Phelps

The thrill I get from watching Michael Phelps swim is the same thrill I get from watching Tiger Woods put for birdie on the 18th hole or from reading 1930's Auden: the impossible isn't just made possible: these guys make the impossible look easy. So I was struck by this paragraph in an old profile of Phelps:

In testing conducted by physiologists from USA Swimming, Phelps scored as one of the weakest elite swimmers they had ever measured, but that was on such traditional tests as the bench press and how much weight he can lift with his legs. ''He's fine on land,'' Heinlein says. ''He can walk. He can do all the things you want him to do. But he's not extraordinary in any way. What Michael excels at takes place in water, so what does it tell you to test him on land?''

That reminds of the study of spatial memory and chess grandmasters and how they only have better-than-average memory within the narrow domain of chess. Although these chess experts can memorize a chess board in a glance, and play an entire game in their head, they still get lost in cities and forget where they put their keys. Talent, in other words, is excruciatingly specific, which is why Michael Jordan was a mediocre baseball player and why I've never really enjoyed Auden's prose.

More like this

In response to my last post on Musical Geniuses, I was accused of being a simple minded nurturist, a proponent of environmental determinism. So I thought I would take a moment and elaborate on why people with extraordinary talent - like Mozart, or Michael Jordan, or this Jay Greenberg kid - aren't…
Time Magazine has an interesting profile of Magnus Carlsen, the youngest chess player to achieve a number one world ranking: Genius can appear anywhere, but the origins of Carlsen's talent are particularly mysterious. He hails from Norway -- a "small, poxy chess nation with almost no history of…
This kid is a poster child for deliberate practice: Marc Yu, a 9-year-old piano prodigy from Pasadena, Calif., recently played at a benefit for victims of the earthquake in Sichuan, China. And he didn't play "Row, Row, Row Your Boat." He played a piece that Chopin wrote for victims of the Polish-…
When Michael Jordan made his second comeback from retirement to play for the Wizards, a young player for the Pistons was asked in a press conference if he looked forward to playing against Jordan and seeing what he still had left at his age. The player responded by saying that Jordan isn't the…

Good afternoon

We can post your ad to forums and Blogs related to your website. We can bring hundreds of new visitors to your

site as well as see your site jump in pagerank.

Your website will be in the top of the search engine result pages.

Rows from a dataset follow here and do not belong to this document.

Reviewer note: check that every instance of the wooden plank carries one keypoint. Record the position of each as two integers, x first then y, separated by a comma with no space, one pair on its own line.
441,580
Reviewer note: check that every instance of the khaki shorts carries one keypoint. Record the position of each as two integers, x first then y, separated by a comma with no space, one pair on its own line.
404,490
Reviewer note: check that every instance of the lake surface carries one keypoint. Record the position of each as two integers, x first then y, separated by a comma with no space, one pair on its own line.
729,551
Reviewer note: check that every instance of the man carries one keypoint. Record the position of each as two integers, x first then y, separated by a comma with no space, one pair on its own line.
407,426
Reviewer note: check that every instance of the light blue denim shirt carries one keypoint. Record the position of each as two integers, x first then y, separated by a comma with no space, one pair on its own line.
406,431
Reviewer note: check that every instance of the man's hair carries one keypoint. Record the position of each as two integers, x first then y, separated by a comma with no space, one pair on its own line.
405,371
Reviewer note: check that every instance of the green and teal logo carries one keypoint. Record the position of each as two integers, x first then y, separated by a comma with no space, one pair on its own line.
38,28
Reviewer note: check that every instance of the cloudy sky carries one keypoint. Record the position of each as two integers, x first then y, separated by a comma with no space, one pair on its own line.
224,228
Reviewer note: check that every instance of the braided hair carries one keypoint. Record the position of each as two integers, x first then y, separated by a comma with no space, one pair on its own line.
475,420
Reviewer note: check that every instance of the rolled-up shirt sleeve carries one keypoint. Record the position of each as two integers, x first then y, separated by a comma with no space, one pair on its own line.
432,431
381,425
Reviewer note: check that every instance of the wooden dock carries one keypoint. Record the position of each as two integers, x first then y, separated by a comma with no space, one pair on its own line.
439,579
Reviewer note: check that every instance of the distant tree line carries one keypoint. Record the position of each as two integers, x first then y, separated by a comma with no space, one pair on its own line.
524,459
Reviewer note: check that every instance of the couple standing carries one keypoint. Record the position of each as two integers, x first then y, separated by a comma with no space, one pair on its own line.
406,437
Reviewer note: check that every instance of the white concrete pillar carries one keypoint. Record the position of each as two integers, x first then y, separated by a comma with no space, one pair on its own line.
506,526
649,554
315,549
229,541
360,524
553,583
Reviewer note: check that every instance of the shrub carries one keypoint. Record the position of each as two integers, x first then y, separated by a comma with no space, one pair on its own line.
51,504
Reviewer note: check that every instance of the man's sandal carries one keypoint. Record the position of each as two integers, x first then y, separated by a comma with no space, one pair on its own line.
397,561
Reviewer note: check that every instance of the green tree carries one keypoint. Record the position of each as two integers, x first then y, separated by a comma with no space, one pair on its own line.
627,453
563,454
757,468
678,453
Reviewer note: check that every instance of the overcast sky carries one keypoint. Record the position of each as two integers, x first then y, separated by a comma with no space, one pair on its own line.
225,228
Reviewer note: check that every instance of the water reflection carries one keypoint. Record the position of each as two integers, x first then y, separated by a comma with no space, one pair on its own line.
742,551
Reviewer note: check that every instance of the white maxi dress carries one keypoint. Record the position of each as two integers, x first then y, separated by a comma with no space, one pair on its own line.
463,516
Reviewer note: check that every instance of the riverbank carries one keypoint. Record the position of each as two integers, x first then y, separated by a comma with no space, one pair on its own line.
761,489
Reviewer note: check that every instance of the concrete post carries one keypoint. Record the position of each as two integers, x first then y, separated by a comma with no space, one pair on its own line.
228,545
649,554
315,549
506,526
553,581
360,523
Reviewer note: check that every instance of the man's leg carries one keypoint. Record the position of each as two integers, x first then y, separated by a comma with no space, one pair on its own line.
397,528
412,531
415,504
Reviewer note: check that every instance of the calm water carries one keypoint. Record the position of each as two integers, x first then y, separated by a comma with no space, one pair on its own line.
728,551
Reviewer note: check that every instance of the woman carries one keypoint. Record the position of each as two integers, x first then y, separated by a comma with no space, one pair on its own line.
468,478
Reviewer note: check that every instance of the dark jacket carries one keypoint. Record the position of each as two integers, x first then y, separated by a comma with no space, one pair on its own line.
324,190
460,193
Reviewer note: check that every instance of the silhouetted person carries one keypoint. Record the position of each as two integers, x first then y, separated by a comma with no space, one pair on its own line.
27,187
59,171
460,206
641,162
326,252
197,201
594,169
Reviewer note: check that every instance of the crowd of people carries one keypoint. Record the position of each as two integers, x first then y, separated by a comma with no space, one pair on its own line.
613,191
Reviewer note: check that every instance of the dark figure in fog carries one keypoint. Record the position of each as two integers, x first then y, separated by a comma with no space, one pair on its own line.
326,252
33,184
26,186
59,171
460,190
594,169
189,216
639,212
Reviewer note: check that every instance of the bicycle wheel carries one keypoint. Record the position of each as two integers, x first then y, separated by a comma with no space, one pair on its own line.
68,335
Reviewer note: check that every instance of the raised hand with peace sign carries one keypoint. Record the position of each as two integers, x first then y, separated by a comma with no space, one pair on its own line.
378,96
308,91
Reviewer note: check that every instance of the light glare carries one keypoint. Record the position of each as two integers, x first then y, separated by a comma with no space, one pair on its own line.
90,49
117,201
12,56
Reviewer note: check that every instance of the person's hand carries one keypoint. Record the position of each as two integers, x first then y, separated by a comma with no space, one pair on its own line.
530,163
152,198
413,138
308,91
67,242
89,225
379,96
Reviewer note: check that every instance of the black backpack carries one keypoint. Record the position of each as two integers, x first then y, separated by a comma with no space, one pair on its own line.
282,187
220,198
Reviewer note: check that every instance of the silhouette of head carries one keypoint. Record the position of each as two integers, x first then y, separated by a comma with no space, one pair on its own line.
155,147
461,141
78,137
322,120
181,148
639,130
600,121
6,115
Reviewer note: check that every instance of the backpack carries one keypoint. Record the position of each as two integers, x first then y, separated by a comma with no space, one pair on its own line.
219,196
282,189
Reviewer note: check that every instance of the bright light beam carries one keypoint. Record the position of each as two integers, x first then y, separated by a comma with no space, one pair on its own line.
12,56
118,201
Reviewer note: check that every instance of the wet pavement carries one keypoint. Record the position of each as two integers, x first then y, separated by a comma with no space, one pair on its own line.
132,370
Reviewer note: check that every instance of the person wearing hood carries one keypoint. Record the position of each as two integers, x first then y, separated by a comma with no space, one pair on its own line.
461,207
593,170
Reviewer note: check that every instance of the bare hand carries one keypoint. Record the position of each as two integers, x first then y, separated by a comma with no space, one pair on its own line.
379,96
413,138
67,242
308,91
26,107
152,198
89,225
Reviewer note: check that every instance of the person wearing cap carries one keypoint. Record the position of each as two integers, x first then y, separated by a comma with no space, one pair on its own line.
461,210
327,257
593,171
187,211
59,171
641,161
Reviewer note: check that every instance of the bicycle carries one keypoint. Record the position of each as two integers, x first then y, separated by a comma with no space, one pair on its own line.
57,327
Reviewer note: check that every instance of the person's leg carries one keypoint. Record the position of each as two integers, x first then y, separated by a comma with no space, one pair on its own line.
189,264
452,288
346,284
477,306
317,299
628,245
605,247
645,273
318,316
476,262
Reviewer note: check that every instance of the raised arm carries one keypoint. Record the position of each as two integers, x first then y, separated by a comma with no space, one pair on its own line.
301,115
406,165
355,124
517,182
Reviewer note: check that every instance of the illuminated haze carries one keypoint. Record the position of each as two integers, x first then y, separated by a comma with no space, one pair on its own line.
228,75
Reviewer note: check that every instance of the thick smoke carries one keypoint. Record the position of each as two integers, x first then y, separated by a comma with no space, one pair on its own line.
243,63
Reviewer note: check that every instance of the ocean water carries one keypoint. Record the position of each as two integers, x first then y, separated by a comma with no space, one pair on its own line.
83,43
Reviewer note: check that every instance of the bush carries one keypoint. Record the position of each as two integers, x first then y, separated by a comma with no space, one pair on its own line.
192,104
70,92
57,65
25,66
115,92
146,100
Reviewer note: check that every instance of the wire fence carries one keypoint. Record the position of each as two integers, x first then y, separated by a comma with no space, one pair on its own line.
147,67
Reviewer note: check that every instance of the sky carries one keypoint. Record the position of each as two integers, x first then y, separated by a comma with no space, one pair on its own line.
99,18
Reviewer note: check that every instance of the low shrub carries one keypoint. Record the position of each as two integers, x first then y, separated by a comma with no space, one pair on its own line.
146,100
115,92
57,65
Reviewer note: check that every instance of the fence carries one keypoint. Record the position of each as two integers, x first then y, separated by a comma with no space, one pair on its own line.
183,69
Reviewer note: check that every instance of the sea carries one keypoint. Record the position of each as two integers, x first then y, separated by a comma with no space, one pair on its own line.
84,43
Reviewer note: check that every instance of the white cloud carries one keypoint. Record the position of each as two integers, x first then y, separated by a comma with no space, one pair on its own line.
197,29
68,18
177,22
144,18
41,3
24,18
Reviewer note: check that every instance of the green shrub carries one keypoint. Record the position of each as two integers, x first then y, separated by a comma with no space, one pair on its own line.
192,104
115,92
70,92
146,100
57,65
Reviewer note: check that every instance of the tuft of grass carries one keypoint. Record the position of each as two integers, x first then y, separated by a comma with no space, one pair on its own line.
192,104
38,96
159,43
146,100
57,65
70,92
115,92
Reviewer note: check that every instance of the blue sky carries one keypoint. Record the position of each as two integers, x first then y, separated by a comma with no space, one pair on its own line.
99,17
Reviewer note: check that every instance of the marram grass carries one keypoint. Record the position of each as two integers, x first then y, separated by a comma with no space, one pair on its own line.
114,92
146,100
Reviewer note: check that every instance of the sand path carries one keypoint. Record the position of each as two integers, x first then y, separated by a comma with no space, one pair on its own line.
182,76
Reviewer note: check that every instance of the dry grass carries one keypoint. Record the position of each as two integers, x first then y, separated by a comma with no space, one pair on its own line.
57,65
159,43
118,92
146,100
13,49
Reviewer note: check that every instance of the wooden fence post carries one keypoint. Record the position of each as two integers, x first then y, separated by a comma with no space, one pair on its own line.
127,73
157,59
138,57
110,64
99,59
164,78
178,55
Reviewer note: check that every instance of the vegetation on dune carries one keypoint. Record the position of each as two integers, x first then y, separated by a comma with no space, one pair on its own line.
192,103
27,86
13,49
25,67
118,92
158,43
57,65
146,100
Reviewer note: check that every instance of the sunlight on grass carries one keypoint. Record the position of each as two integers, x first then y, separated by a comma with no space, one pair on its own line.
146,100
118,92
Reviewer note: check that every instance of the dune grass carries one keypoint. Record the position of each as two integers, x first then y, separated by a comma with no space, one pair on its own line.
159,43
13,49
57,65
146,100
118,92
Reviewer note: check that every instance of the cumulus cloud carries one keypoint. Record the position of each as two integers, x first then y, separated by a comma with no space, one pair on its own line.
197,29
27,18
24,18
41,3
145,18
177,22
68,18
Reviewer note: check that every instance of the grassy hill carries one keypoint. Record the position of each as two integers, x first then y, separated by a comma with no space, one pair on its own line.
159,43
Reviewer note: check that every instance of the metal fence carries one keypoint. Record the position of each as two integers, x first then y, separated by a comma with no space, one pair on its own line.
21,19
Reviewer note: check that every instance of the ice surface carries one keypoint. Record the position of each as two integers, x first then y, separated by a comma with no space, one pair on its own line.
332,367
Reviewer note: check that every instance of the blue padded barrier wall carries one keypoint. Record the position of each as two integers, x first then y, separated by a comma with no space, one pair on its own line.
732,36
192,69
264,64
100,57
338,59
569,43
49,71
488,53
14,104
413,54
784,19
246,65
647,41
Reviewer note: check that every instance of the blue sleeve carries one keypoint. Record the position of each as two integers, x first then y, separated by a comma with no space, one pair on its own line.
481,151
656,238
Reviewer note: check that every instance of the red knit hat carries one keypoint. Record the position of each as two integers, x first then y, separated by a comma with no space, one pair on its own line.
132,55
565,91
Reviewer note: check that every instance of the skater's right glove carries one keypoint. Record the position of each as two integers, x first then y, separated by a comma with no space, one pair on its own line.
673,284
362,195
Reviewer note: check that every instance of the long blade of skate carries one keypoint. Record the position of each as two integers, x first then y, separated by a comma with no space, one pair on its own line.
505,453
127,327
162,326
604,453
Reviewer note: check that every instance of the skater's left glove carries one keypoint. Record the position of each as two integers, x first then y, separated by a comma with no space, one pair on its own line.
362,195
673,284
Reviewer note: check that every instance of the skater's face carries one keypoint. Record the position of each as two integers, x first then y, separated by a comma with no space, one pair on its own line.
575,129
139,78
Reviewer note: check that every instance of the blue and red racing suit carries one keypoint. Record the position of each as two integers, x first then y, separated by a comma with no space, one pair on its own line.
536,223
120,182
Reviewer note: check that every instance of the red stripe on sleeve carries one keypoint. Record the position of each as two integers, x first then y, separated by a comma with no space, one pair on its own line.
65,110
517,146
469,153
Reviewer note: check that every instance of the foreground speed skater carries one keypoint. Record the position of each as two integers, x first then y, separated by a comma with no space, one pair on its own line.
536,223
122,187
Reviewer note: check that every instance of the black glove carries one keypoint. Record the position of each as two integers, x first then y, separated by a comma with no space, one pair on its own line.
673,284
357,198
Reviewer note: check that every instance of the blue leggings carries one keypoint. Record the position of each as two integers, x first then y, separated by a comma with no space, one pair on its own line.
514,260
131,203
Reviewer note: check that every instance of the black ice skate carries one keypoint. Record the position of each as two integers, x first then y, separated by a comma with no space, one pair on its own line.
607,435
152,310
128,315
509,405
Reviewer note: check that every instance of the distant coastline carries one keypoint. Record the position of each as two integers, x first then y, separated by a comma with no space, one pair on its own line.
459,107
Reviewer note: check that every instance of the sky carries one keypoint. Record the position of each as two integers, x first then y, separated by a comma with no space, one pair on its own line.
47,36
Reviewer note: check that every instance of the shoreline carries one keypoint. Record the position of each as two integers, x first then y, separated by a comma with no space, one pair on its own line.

It is a proven service that works

We will post your ad as per your specifications and send you a log file with all the URL links to your ads we

posted so that you can click on any of them and make sure that we did our work

Try our service FREE at http://www.GooWall.com

Have a nice day

http://www.GooWall.com

The best way to promoter our lonly webiste on the Internet

Another story like that is from Ken Dryden's autobiography. The famous hockey goalkeeper took part in a basic reflex test (pinch a ruler that is dropped between your fingers. The faster you pinch, the shorter the distance the ruler falls). He came off as "average" in the reflex department, even though he was widely considered the best goalie in the game.